People mostly use low voltage because high voltage either takes a lot of work or a lot of money, while low voltage can be implemented cheap and easy with components that people are very familiar with: At low voltage you can use 1. A brushed DC motor. 2. A few high capacity batteries (such as Thundersky or CALB) that are super easy to install and set up. 3. A ready to use commercially available controller made for the DC motors mentioned above. You can easily find step by step instructions on this forum and copy people who have done successful conversions with the same components. 

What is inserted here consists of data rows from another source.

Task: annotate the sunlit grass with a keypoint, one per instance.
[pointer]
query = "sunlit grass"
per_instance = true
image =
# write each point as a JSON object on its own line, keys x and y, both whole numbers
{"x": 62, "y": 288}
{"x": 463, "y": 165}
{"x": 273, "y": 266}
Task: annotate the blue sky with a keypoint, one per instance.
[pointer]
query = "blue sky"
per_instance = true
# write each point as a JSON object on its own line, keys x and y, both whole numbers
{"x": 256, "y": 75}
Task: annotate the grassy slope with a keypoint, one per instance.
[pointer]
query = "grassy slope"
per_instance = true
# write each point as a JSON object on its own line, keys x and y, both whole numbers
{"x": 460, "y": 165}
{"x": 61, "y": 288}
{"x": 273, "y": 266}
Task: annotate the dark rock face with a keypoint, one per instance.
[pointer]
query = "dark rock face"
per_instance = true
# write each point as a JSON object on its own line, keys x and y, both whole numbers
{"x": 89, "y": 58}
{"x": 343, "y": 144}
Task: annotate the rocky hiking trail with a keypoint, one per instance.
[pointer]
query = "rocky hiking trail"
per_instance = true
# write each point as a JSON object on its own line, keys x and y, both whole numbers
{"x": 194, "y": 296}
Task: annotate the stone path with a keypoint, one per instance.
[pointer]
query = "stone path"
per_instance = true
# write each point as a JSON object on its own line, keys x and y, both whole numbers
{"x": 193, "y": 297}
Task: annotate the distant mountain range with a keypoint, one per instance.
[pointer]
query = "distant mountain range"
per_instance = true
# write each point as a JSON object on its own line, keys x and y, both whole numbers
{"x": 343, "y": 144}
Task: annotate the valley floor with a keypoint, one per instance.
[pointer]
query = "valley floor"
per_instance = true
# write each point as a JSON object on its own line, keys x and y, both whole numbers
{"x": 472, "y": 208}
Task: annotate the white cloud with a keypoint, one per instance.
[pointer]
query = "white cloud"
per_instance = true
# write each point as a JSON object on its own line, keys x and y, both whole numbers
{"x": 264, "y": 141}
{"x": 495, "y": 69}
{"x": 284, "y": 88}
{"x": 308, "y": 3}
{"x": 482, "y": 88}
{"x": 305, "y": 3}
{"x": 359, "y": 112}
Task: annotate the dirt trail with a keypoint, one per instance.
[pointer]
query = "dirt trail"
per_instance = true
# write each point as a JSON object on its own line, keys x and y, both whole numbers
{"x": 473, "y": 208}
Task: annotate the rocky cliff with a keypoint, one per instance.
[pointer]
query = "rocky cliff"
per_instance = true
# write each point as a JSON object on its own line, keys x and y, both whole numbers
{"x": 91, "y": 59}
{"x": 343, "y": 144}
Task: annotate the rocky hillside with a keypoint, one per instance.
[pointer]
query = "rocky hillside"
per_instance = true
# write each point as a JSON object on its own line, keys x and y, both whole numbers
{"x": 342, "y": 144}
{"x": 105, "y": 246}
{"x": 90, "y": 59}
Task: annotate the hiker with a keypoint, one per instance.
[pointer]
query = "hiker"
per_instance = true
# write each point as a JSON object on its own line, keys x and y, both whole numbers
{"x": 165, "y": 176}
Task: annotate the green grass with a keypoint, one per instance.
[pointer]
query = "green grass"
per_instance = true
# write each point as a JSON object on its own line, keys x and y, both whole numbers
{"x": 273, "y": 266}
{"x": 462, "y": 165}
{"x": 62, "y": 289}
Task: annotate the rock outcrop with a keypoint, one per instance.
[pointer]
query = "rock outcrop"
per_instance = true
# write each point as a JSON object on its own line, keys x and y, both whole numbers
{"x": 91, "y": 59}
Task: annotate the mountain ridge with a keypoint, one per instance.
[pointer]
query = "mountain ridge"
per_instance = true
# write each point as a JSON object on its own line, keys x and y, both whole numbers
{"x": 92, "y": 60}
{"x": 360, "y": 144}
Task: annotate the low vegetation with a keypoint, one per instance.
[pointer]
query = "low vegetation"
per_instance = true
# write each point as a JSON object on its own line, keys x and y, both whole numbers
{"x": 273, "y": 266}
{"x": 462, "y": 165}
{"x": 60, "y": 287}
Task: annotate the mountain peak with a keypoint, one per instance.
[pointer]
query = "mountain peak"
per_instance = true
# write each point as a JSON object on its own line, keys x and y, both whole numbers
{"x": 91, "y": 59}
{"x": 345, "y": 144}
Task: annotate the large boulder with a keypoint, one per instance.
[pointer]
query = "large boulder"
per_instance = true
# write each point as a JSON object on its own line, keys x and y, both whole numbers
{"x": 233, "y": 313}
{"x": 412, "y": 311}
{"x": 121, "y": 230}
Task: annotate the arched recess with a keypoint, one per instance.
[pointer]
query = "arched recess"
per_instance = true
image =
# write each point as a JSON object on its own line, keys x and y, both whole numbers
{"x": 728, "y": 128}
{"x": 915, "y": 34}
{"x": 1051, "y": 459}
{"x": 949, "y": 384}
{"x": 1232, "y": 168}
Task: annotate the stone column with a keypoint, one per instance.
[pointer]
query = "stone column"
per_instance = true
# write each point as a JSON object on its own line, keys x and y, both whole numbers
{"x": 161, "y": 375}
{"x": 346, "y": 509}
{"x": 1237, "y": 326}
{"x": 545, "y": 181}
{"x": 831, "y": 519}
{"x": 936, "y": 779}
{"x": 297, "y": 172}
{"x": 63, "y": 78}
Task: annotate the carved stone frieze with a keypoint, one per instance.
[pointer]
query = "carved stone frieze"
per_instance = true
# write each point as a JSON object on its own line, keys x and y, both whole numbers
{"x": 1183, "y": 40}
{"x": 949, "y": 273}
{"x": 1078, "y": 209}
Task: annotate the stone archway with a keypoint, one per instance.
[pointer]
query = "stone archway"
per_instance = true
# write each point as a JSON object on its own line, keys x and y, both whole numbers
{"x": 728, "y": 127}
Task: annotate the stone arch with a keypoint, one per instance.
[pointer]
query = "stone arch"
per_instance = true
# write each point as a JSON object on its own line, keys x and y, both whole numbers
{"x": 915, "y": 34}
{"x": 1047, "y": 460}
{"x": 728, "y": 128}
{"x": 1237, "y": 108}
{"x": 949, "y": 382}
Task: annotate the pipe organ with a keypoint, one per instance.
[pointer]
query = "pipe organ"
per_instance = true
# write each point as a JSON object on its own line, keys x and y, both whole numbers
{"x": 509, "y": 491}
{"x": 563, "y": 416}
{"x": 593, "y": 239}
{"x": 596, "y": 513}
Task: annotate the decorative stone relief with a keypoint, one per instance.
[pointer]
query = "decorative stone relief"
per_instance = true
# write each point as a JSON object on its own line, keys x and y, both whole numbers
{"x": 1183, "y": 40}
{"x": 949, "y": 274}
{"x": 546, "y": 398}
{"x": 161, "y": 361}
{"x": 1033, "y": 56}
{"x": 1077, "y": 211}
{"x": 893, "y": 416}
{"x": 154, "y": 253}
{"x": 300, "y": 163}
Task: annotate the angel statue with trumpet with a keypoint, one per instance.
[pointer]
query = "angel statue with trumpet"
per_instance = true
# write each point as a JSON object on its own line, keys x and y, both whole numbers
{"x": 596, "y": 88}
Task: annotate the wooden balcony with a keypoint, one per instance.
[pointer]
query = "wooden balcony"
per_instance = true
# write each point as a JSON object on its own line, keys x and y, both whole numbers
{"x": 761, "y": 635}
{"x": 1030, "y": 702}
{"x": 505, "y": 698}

At high voltage, things are different: 1. An AC motor must be used. 2. Your batteries have to be smaller capacity and a lot of them must be put in series. Most of the available smaller capacity cells, for example A123 cells, require a lot of work to get into a usable battery pack. 3. A high voltage AC controller must be used. AC controllers are a lot more complicated, and in general are not readily available. In a few rare instances you can get a high voltage AC motor/controller paired set for a ridiculously high amount of money, but generally you are stuck either designing a controller or modifying an industrial controller, both of which are tasks beyond the abilities of most people. In your case, since you have some random AC motor, you would probably have to end up trying to do that.


----------



## Ivansgarage (Sep 3, 2011)

Hollie Maea said:


> People mostly use low voltage because high voltage either takes a lot of work or a lot of money, while low voltage can be implemented cheap and easy with components that people are very familiar with: At low voltage you can use 1. A brushed DC motor. 2. A few high capacity batteries (such as Thundersky or CALB) that are super easy to install and set up. 3. A ready to use commercially available controller made for the DC motors mentioned above. You can easily find step by step instructions on this forum and copy people who have done successful conversions with the same components.
> 
> At high voltage, things are different: 1. An AC motor must be used.
> 
> ...


 _________________________


----------



## Hollie Maea (Dec 9, 2009)

Ivansgarage said:


> _________________________


Ivan, pay attention to what I said: I said at high voltage you have to use AC. I didn't say that if you use AC you have to use high voltage. An AC system can be made at high or low voltage but a DC has to be at low voltage. So yes, the AC50 is AC but runs at low voltage. But you can't run a DC motor at high voltages because the brushes arc.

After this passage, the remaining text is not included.